House Democratic leaders finally provided some details of the $825 billion stimulus package, which is really $550 billion in actual spending and $275 billion in tax relief. The spending part includes $90 billion to increase the federal share of payments to the states for Medicaid health programs, $79 billion to help states avoid cuts in education and other services, $42 billion for transportation improvements, and $54 billion to encourage energy production from renewable sources. These numbers will change a lot in the next few weeks (the transportation portion seems small), but at least it's a starting point. From the NYT:
The challenge for Mr. Obama and for Congress is to figure out the best ways to provide both quick and effective jolts to the economy. Tax cuts can be delivered relatively quickly, but there is no guarantee that the recipients will spend the money. Infrastructure provides a substantial economic impact but construction projects, even those described as “shovel ready” take time to get under way. “The aim is to have most of this money out at the end of two years,” said Representative David R. Obey, Democrat of Wisconsin, he acknowledged that experts had provided differing projections about how quickly the money could be spent.

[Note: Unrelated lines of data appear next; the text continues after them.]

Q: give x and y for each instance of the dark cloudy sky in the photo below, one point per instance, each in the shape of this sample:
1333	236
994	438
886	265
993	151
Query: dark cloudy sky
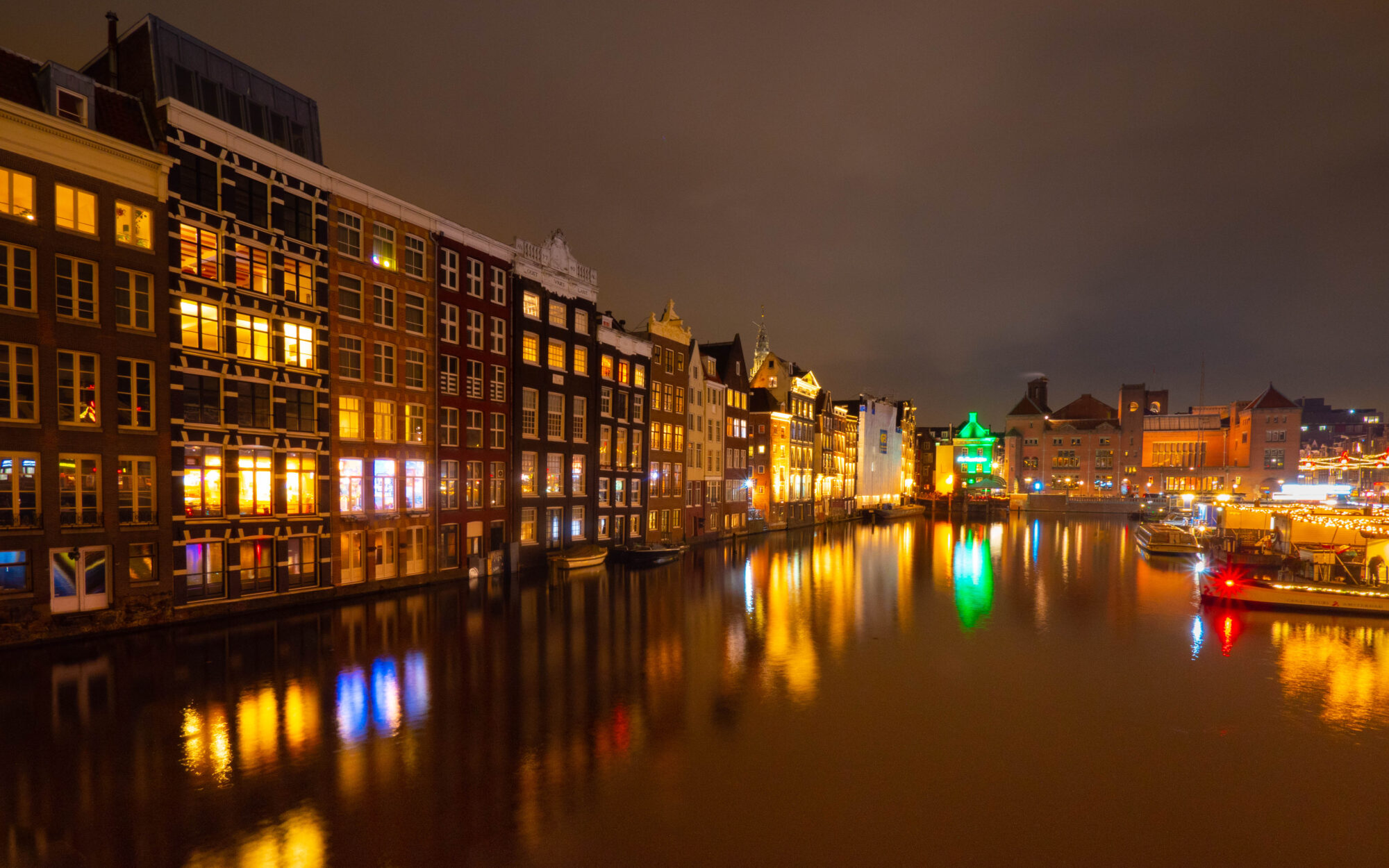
931	199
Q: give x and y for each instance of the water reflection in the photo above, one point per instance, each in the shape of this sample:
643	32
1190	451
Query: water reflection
526	713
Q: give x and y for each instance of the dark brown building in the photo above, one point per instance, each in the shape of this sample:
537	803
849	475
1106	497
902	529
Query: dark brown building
474	401
85	494
666	444
733	372
555	358
624	366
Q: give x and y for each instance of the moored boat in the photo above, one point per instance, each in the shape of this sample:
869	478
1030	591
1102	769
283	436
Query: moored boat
1167	540
642	555
894	513
1262	594
579	558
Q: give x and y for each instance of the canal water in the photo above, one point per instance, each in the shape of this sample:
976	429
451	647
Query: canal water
1030	692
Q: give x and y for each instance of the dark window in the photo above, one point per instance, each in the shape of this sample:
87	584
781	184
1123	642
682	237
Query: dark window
195	178
235	109
249	201
185	85
278	130
202	401
301	410
297	217
253	408
212	99
258	120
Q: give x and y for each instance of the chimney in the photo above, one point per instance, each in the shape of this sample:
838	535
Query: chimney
110	52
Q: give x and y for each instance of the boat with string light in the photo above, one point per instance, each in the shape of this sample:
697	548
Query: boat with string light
1227	590
1167	541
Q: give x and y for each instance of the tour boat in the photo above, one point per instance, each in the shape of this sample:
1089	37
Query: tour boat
1167	540
579	558
891	513
641	555
1287	595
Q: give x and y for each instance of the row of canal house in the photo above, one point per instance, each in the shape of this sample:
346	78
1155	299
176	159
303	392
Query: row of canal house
233	377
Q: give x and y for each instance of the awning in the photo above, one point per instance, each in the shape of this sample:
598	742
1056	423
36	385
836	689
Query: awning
985	484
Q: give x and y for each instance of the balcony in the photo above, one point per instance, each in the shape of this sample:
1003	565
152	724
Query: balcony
20	520
138	516
90	517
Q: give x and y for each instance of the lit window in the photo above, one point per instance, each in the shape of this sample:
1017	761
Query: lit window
72	106
415	369
17	195
415	424
413	258
351	485
252	338
134	394
384	247
202	481
17	276
554	474
449	485
384	365
384	420
301	490
556	355
384	485
19	495
134	226
198	252
349	417
255	476
299	345
384	306
134	490
499	335
78	388
555	416
76	209
415	485
76	290
80	491
530	409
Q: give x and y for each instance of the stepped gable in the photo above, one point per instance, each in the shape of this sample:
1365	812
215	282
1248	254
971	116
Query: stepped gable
1027	408
1086	408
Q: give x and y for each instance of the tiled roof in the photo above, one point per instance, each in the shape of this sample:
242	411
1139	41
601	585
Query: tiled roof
1272	399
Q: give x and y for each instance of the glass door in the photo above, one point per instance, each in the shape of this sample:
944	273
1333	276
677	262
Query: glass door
352	559
385	555
78	580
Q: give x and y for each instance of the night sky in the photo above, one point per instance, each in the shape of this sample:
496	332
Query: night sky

Meantime, every government official under the sun is eyeing all that moolah, including Gina Marie Lindsey, executive director of Los Angeles World Airports. Lindsey, who spoke today at Emma Schafer's Los Angeles Current Affairs Forum, says her folks were looking at several possibilities, including funding for airfield and infrastructure renovations. LAWA is in the process of getting additional financing for the new and improved Tom Bradley International Terminal, but it doesn't sound like there are stimulus baskets for that kind of work. So LAWA is stuck relying on the credit markets, which aren't that great a prospect, at least for a while.